Q. 何で登場竜物は全員ヤンデレキチガイしかいないの?
  世界の人々の殆どが負け組なのに、勝ち組でなければ死んでもいいとかサイコパスでは?
  何もかも手に入るのが当然だと思っていて、そうならないから許せないとか、己惚れ屋ばかりだよね?

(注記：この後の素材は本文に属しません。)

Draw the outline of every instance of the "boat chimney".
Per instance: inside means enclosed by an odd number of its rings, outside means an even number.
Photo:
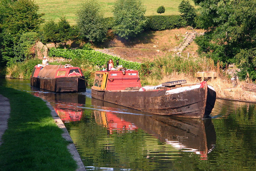
[[[107,71],[109,71],[109,67],[108,66],[108,64],[109,64],[109,61],[108,61],[107,62]]]

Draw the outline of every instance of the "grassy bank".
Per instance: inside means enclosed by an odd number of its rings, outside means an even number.
[[[68,151],[50,111],[41,99],[0,86],[11,105],[8,128],[0,146],[1,171],[72,171],[75,161]]]
[[[77,9],[81,6],[83,0],[35,0],[35,3],[39,6],[39,12],[44,13],[45,15],[43,18],[46,21],[51,19],[55,21],[59,19],[62,15],[66,18],[71,24],[75,24],[76,14]],[[105,17],[112,17],[111,12],[115,0],[98,0],[100,3],[102,11]],[[191,4],[194,5],[192,0],[189,1]],[[158,15],[156,12],[157,8],[159,6],[164,5],[165,7],[165,12],[162,15],[179,14],[178,7],[182,0],[169,1],[161,0],[154,1],[148,0],[144,1],[143,4],[146,6],[147,11],[146,15]],[[56,9],[58,9],[56,10]]]

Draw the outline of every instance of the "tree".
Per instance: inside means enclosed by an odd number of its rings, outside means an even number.
[[[86,0],[77,11],[77,24],[80,33],[92,42],[103,42],[107,31],[106,20],[96,0]]]
[[[54,42],[56,48],[56,44],[60,42],[57,24],[53,20],[51,20],[43,26],[42,32],[44,41]]]
[[[246,54],[246,52],[255,51],[256,0],[194,2],[200,7],[198,25],[206,31],[204,35],[196,39],[201,52],[212,58],[215,63],[221,61],[228,64],[241,63],[243,58],[237,60],[235,57],[240,52]],[[253,59],[248,58],[251,62],[248,61],[248,63],[254,63]],[[248,71],[251,71],[251,68]]]
[[[58,31],[59,32],[58,39],[60,42],[64,43],[64,48],[66,49],[67,41],[71,39],[72,36],[71,28],[64,16],[60,18],[57,25]]]
[[[31,0],[3,0],[0,4],[0,60],[9,65],[15,61],[13,47],[20,36],[37,31],[44,14],[38,13],[38,6]]]
[[[35,32],[26,32],[22,34],[17,43],[14,46],[14,61],[23,62],[34,57],[35,51],[32,48],[38,39],[38,34]]]
[[[141,0],[117,0],[113,10],[114,33],[126,39],[135,36],[146,24],[146,10]]]
[[[194,19],[196,16],[196,10],[188,1],[183,0],[178,7],[181,17],[187,21],[188,25],[194,25]]]
[[[164,13],[165,12],[165,8],[163,5],[160,6],[157,8],[157,10],[156,10],[156,12],[160,14],[162,13]]]

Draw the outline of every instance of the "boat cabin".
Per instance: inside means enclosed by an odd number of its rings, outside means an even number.
[[[41,71],[44,68],[43,70]],[[31,77],[57,78],[68,77],[83,75],[81,69],[78,67],[74,67],[70,64],[65,65],[47,65],[42,67],[36,65],[34,68]]]
[[[96,71],[93,88],[102,90],[122,90],[127,87],[141,87],[138,71]]]

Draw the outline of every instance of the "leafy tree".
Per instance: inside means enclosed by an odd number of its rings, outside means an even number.
[[[60,18],[57,25],[59,40],[60,42],[64,43],[65,48],[66,49],[67,41],[72,37],[71,27],[64,16]]]
[[[117,0],[113,10],[114,32],[126,39],[135,36],[146,25],[146,10],[141,0]]]
[[[196,10],[188,1],[183,0],[178,8],[181,17],[187,21],[187,24],[191,26],[194,25],[194,19],[196,16]]]
[[[13,47],[14,62],[22,62],[35,57],[35,52],[32,48],[38,37],[38,34],[33,32],[27,32],[21,35]]]
[[[156,12],[160,14],[162,13],[164,13],[165,12],[165,8],[163,5],[160,6],[157,8],[157,10],[156,10]]]
[[[92,42],[103,42],[106,39],[107,25],[96,0],[86,0],[76,14],[80,33]]]
[[[23,34],[38,30],[43,14],[31,0],[3,0],[0,3],[0,60],[2,64],[15,61],[13,47]]]
[[[215,63],[240,63],[236,55],[256,47],[256,0],[194,0],[201,7],[198,25],[206,30],[196,40],[200,51]]]
[[[235,58],[241,69],[238,73],[239,77],[245,79],[248,72],[250,73],[250,79],[256,80],[256,48],[242,49]]]
[[[53,42],[55,47],[56,44],[60,42],[58,25],[52,19],[47,22],[43,27],[43,35],[46,42]]]

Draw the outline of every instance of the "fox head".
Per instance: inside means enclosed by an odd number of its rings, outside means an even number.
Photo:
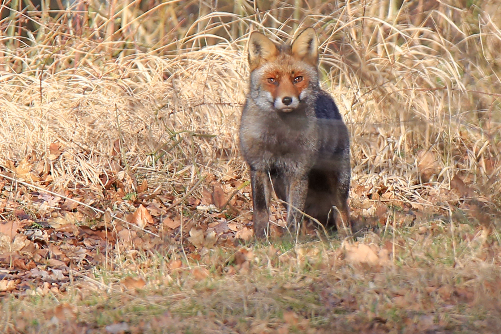
[[[260,33],[248,42],[250,97],[262,109],[289,112],[318,87],[318,40],[307,28],[290,45],[277,46]]]

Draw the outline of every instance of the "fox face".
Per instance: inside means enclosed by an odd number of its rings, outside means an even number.
[[[308,28],[290,46],[265,35],[249,40],[251,97],[263,110],[290,112],[318,89],[318,40]]]

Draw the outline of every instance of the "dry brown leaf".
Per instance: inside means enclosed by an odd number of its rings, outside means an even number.
[[[253,236],[254,236],[254,231],[248,227],[244,227],[235,234],[235,238],[241,239],[246,241],[250,241]]]
[[[191,228],[189,231],[190,236],[187,238],[188,241],[196,248],[201,248],[203,246],[203,231],[197,230],[194,226]]]
[[[228,223],[227,225],[228,226],[228,228],[234,232],[236,232],[239,229],[238,228],[238,225],[236,223],[233,222],[232,221],[231,222]]]
[[[214,190],[212,191],[212,203],[219,209],[222,209],[227,201],[227,196],[222,186],[219,182],[214,183]]]
[[[7,279],[0,280],[0,291],[12,291],[15,289],[15,281]]]
[[[51,143],[49,146],[49,155],[47,156],[49,160],[55,160],[61,155],[63,147],[60,144]]]
[[[129,289],[142,289],[146,285],[146,282],[141,277],[134,278],[127,276],[120,280],[120,283]]]
[[[212,203],[212,194],[207,189],[203,188],[200,193],[202,194],[202,198],[200,200],[200,204],[202,205],[209,206]]]
[[[450,180],[450,189],[455,190],[461,197],[471,197],[475,194],[473,190],[466,187],[463,180],[457,174]]]
[[[19,162],[18,167],[15,168],[15,171],[18,176],[27,181],[35,182],[40,181],[40,178],[38,176],[31,173],[31,163],[28,161],[26,158],[24,158]]]
[[[183,262],[181,262],[181,260],[174,260],[174,261],[171,261],[168,265],[167,266],[169,267],[169,269],[171,270],[174,270],[176,269],[179,269],[183,266]]]
[[[18,233],[19,227],[19,223],[16,220],[0,222],[0,233],[4,233],[12,240]]]
[[[423,182],[430,180],[432,176],[440,173],[440,159],[432,151],[421,150],[416,157],[417,171]]]
[[[163,218],[164,226],[172,229],[179,227],[181,226],[181,218],[178,216],[175,217],[173,219],[168,217],[164,217]]]
[[[352,246],[346,242],[344,244],[345,258],[352,264],[367,263],[372,265],[377,264],[379,257],[370,247],[363,243],[356,243]]]
[[[191,274],[197,280],[205,279],[209,276],[209,271],[206,268],[197,267],[191,270]]]
[[[67,302],[59,304],[54,307],[51,313],[59,321],[71,321],[77,318],[77,306]]]
[[[284,312],[284,321],[286,323],[295,326],[299,322],[299,316],[294,311],[286,311]]]
[[[235,253],[235,263],[240,265],[247,260],[252,260],[254,257],[254,253],[252,250],[240,248]]]
[[[211,248],[215,244],[217,241],[217,236],[216,235],[215,231],[212,230],[207,233],[205,236],[205,241],[204,245],[207,248]]]
[[[146,224],[151,225],[155,224],[151,215],[142,204],[139,204],[133,213],[127,215],[127,220],[129,223],[137,225],[141,228],[144,228]]]
[[[143,179],[141,184],[137,187],[137,193],[140,194],[148,190],[148,181],[146,179]]]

A. それは人間の価値観の話です。竜の価値観においてはちょっと個性が強い普通の竜々です。
  寧ろ、無自覚な道化を全うする竜達より、自覚ある道化を演じる竜の方が異常です。
  プライドが高すぎるのが正常な価値観の種族で、他者は全て皇族貴族で自分達だけ最下層にする状況を自ら作り出し、それを子孫代々まで甘んじて受け入れている時点で完全なサイコパスです。
  勝ち組で当たり前の価値観が蔓延する世界で、自ら敗者を選び受け入れるのは、ちょっとしたマッドが今でも好青年に見えるキチガイと言えるでしょう。








ホーリービーフ教

A5ビーフは神具。
尚、神具は食べるもの。
この宗教は草食系男子には肩身の狭い宗教故に滅びました。
運動せずに食べ続ける信者がいたことも、滅びた遠因となっています。
現在は一部がスーパーホーリービーフ教として存続されていますが、その理念は肉だけに限らず「いっぱい食べる君が好き」と常に神様は言っているという、肉を愛した創立者の理念とは異なるものになっています。


女勇者のママ
その意志と環境があれば英雄になり得た人類の最高傑作の1つ。
仮に戦士として鍛えられていれば、当代最強の英傑として人類間の戦争に勝ち続け、国家を大きく統一する事も出来たが、父親の方針でお姫様として過保護に育てられた。
そもそも竜に対して全面戦争すれば、娘を竜から取り返せる可能性が少しでもあると信じられるだけの自負があった時点で、領主一族自体が異常なハイスペック。